Era bom que os nossos governantes, deputados e comentadores compreendessem uma coisa óbvia: a academia de futebol do Sporting só consegue excelentes resultados porque pode seleccionar os melhores praticantes a nível nacional. Porque, se fosse obrigada a receber todos os praticantes do concelho de Alcochete e a aguentá-los lá até aos juniores, os resultados não seriam os mesmos. Com efeito, por muito boas que sejam as instalações, por muito bons que sejam os treinadores, por muitos treinos que tenham, não se consegue fazer um Figo ou um Cristiano Ronaldo de um “perna-de-pau”. Sem matéria-prima não há resultados. O mesmo se passa nas nossas escolas.
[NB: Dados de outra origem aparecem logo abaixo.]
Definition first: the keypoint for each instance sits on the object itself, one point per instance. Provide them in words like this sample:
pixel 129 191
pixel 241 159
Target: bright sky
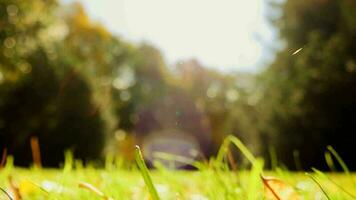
pixel 228 35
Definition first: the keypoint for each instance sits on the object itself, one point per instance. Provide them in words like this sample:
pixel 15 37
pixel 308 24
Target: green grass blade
pixel 329 161
pixel 145 174
pixel 319 185
pixel 341 162
pixel 320 173
pixel 234 140
pixel 339 159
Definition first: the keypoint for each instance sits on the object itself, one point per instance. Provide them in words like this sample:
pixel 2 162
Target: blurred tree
pixel 43 92
pixel 308 98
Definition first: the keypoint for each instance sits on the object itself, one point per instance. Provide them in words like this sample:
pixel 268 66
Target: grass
pixel 213 180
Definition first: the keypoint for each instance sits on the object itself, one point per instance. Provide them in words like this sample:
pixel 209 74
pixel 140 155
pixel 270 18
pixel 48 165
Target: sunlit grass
pixel 213 180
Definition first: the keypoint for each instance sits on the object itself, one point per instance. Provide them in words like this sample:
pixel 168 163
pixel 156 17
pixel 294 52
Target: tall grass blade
pixel 329 161
pixel 234 140
pixel 320 173
pixel 341 162
pixel 145 173
pixel 319 185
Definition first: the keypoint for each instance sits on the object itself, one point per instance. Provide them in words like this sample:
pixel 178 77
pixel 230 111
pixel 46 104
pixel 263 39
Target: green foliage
pixel 308 100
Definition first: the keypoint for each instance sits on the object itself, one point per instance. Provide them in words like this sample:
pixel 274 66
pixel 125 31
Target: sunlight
pixel 224 34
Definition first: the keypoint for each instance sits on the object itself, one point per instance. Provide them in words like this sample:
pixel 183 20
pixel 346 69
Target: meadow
pixel 213 179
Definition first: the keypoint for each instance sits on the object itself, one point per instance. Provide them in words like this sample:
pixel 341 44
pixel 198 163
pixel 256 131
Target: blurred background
pixel 177 77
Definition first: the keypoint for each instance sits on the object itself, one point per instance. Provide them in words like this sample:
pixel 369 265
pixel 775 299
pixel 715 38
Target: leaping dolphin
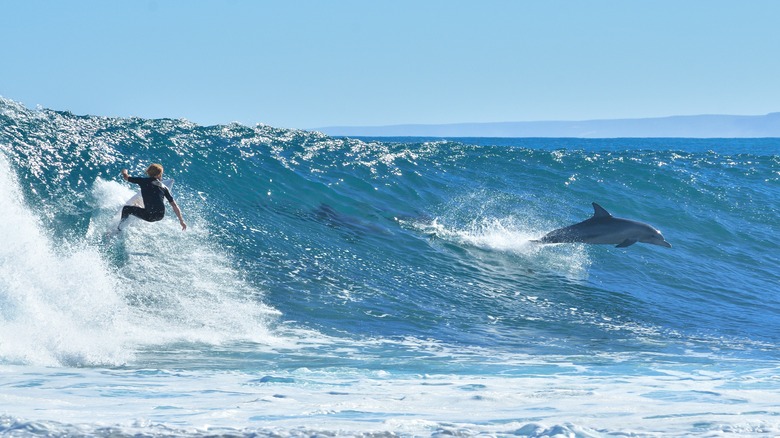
pixel 605 229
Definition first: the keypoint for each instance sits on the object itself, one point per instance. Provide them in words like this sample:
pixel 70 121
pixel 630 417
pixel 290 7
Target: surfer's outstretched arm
pixel 178 214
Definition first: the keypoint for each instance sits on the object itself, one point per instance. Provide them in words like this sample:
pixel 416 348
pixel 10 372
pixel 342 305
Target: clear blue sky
pixel 307 64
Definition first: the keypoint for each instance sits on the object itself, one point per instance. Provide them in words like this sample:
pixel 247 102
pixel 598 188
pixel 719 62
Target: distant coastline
pixel 701 126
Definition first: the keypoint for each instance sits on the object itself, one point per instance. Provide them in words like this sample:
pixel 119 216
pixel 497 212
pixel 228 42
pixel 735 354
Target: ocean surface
pixel 383 287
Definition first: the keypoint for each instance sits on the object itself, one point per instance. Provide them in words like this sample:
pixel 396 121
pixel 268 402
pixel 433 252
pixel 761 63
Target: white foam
pixel 59 303
pixel 513 236
pixel 97 301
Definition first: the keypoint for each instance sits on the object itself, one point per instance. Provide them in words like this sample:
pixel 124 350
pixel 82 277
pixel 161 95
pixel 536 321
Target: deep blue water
pixel 354 282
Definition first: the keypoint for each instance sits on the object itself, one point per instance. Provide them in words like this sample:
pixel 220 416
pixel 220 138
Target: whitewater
pixel 382 287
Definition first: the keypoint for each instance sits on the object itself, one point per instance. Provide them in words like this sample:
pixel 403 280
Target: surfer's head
pixel 155 170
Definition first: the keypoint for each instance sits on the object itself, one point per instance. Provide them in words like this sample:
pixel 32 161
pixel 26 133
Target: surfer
pixel 153 192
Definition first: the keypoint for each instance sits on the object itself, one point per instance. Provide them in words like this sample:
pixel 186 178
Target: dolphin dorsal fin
pixel 598 211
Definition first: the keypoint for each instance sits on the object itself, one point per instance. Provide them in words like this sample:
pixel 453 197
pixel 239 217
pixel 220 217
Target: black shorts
pixel 149 216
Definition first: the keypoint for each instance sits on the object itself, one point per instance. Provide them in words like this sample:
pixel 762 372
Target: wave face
pixel 383 286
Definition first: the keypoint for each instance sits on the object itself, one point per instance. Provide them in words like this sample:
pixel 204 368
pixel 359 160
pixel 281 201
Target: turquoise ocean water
pixel 383 287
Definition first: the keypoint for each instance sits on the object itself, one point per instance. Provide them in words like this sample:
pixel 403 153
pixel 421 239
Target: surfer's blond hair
pixel 155 170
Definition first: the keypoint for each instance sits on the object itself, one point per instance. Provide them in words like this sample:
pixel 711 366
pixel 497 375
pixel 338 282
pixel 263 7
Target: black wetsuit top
pixel 154 193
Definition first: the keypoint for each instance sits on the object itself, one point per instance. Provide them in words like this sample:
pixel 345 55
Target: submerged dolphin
pixel 603 228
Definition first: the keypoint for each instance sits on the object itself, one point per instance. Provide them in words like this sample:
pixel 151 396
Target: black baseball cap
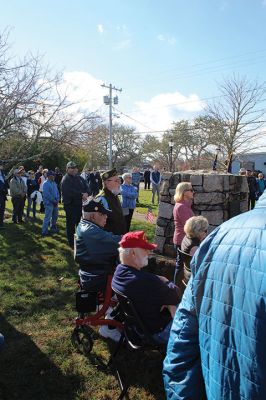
pixel 96 205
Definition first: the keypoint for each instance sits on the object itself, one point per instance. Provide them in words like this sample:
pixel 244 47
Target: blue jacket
pixel 50 193
pixel 129 195
pixel 218 337
pixel 96 249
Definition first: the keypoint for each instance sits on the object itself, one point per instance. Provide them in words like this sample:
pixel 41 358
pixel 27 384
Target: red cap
pixel 136 239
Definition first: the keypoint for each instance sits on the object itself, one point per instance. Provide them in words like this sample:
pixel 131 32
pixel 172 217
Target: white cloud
pixel 124 44
pixel 162 109
pixel 100 29
pixel 156 114
pixel 84 88
pixel 171 40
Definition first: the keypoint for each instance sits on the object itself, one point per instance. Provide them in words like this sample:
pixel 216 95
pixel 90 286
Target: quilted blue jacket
pixel 217 346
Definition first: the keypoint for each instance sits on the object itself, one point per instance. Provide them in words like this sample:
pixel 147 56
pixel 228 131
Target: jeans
pixel 147 184
pixel 155 189
pixel 33 203
pixel 2 339
pixel 128 218
pixel 51 215
pixel 18 205
pixel 2 208
pixel 163 336
pixel 73 215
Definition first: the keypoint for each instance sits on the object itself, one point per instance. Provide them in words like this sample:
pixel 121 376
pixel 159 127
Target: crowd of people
pixel 215 332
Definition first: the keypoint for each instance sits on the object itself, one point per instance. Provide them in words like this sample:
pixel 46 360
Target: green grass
pixel 145 197
pixel 37 285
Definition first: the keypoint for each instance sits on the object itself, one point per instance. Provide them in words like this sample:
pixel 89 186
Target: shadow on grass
pixel 28 374
pixel 142 370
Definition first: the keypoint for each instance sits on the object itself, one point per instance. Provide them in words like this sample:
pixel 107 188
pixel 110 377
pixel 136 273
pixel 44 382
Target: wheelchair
pixel 92 308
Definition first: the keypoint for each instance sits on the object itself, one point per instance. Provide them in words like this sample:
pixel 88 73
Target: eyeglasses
pixel 114 180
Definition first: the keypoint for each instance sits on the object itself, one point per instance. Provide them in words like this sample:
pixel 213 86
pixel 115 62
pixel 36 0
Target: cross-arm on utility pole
pixel 108 100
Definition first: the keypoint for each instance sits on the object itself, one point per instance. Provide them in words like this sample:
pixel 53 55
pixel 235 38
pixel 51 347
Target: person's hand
pixel 84 196
pixel 163 279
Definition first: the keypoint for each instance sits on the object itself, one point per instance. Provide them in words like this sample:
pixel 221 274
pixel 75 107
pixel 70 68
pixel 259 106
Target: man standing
pixel 74 191
pixel 109 196
pixel 253 189
pixel 50 199
pixel 218 338
pixel 136 179
pixel 96 252
pixel 18 191
pixel 58 178
pixel 94 182
pixel 3 194
pixel 155 180
pixel 150 293
pixel 147 179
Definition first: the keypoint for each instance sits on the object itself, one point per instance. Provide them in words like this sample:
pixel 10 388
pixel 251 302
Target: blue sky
pixel 166 55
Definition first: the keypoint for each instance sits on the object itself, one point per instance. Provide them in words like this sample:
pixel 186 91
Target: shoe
pixel 113 334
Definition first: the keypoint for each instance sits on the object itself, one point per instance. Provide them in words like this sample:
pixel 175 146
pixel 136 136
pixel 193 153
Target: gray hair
pixel 126 175
pixel 195 226
pixel 180 190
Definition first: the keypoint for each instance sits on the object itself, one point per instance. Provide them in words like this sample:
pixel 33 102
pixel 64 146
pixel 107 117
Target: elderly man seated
pixel 150 293
pixel 96 250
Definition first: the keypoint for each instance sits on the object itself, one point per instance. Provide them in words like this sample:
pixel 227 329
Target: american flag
pixel 149 216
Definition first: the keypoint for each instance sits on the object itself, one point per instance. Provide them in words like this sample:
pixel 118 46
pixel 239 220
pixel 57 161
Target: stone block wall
pixel 217 197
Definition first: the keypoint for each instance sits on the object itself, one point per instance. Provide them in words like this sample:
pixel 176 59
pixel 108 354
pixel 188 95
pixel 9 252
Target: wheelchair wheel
pixel 82 339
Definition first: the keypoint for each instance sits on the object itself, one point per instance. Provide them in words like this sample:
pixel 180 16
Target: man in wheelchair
pixel 153 296
pixel 96 250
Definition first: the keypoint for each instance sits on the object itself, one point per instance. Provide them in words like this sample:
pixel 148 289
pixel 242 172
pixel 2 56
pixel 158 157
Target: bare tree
pixel 35 113
pixel 240 114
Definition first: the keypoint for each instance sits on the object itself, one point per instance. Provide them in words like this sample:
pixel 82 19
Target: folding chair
pixel 135 336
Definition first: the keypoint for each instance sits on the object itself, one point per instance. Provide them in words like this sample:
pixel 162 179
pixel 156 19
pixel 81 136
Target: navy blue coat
pixel 218 337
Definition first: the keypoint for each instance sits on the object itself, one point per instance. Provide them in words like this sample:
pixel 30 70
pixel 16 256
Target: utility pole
pixel 108 100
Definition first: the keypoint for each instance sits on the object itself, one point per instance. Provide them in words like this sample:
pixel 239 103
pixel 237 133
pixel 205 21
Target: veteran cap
pixel 71 164
pixel 109 174
pixel 136 239
pixel 95 205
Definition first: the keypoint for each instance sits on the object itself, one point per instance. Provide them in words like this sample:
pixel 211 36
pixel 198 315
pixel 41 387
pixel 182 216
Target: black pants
pixel 2 208
pixel 128 218
pixel 73 215
pixel 18 206
pixel 251 202
pixel 147 184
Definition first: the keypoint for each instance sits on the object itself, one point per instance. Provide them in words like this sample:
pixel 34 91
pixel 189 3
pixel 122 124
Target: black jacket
pixel 72 189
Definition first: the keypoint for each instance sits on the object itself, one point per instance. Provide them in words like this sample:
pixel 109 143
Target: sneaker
pixel 113 334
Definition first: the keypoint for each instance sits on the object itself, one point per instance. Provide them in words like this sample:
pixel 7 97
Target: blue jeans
pixel 2 208
pixel 1 340
pixel 73 215
pixel 33 203
pixel 163 336
pixel 50 217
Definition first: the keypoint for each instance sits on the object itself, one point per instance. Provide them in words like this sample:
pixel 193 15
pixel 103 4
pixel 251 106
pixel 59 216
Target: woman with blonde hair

As pessoas, em geral, e as nossas elites, em particular, confundem escolaridade obrigatória com a obrigação de ir à escola. São duas coisas completamente diferentes. A escolaridade obrigatória, ao contrário da obrigação de ir à escola, impõe que a escola se adapte ao tipo de alunos que recebe de forma a ser capaz de dar resposta às suas necessidades e capacidades. Na escolaridade obrigatória, não pode haver objectivos antecipadamente fixados. Os objectivos têm de ser fixados tendo em conta cada aluno em concreto, consoante as suas capacidades, aptidões, nível de conhecimentos e ritmo de aprendizagem.
Ser exigente, neste caso, não pode passar por impor uma fasquia igual para todos os alunos, por uma razão muito simples de perceber: não se pode exigir a um aluno aquilo que ele não pode dar. Se um aluno não consegue levantar os pés do chão, não se lhe pode colocar a fasquia a dois metros de altura, mesmo que seja essa a altura que os seus colegas conseguem saltar. Mas é precisamente isso que se faz nas nossas escolas. E depois admiram-se de que haja abandono escolar.
Além disso, a colocação de fasquias de conhecimento por anos de escolaridade, com base no aluno médio, tem um efeito perverso, uma vez que elimina precocemente indivíduos cujas capacidades ainda não desabrocharam completamente. É totalmente falsa a ideia de que as qualidades e as capacidades dos alunos podem ser comparadas nas mesmas idades. Ou seja, o facto de um aluno aos dez anos ser um aluno brilhante e outro da mesma idade ser um idiota não significa que, aos dezoito anos, as posições não se possam inverter completamente. Não é impossível que um aluno que só salte meio metro de altura, quando os seus colegas saltam um metro, possa vir, dentro de dois ou três anos, a saltar mais alto do que os seus colegas, se tiver o acompanhamento adequado. Agora não se pode é atirar o desgraçado para um canto da sala, porque o professor não tem tempo para lhe dedicar, uma vez que só tem duas horas de aula por semana, tem um programa a cumprir e a maioria dos alunos da turma está numa fase muito mais adiantada.
Por outro lado, as reprovações, ao contrário do que por aí se diz, para além de não resolverem o problema dos alunos com menos aptidões (que, o mais certo, se houver rigor, é reprovarem, de novo, no próximo ano), só servem para uma coisa: para desestabilizar, por completo, a turma onde irão ser integrados no ano seguinte, tornando-a ainda mais heterogénea e qualitativamente pior.
Acresce que os alunos reprovados, para além de aumentarem a sua animosidade em relação à escola, acabam inevitavelmente por liderar a turma, por força da idade, com toda a carga negativa que isso tem, quer em termos disciplinares, quer da qualidade do ensino, acabando, quase sempre, por descarregar nos mais novos as suas frustrações pelo seu insucesso. As reprovações na escolaridade obrigatória têm o mesmo efeito numa turma que as pedras num carrinho de mão: quanto maior for a carga de pedras, mais dificuldade tem o professor em andar com o carrinho.
Consequentemente, quem defende (como eu) a escolaridade obrigatória tem de defender, necessariamente, uma escola preparada para dar resposta a todos os alunos que recebe, tendo em conta as suas capacidades, aptidões, nível de conhecimentos e ritmos de aprendizagem. Tem de ser uma escola para todos: para os super, para os médios e para os mais limitados. E o sucesso desta escola tem de ser medido por aquilo que acrescenta a cada aluno em concreto e não pelos resultados dos exames em abstracto.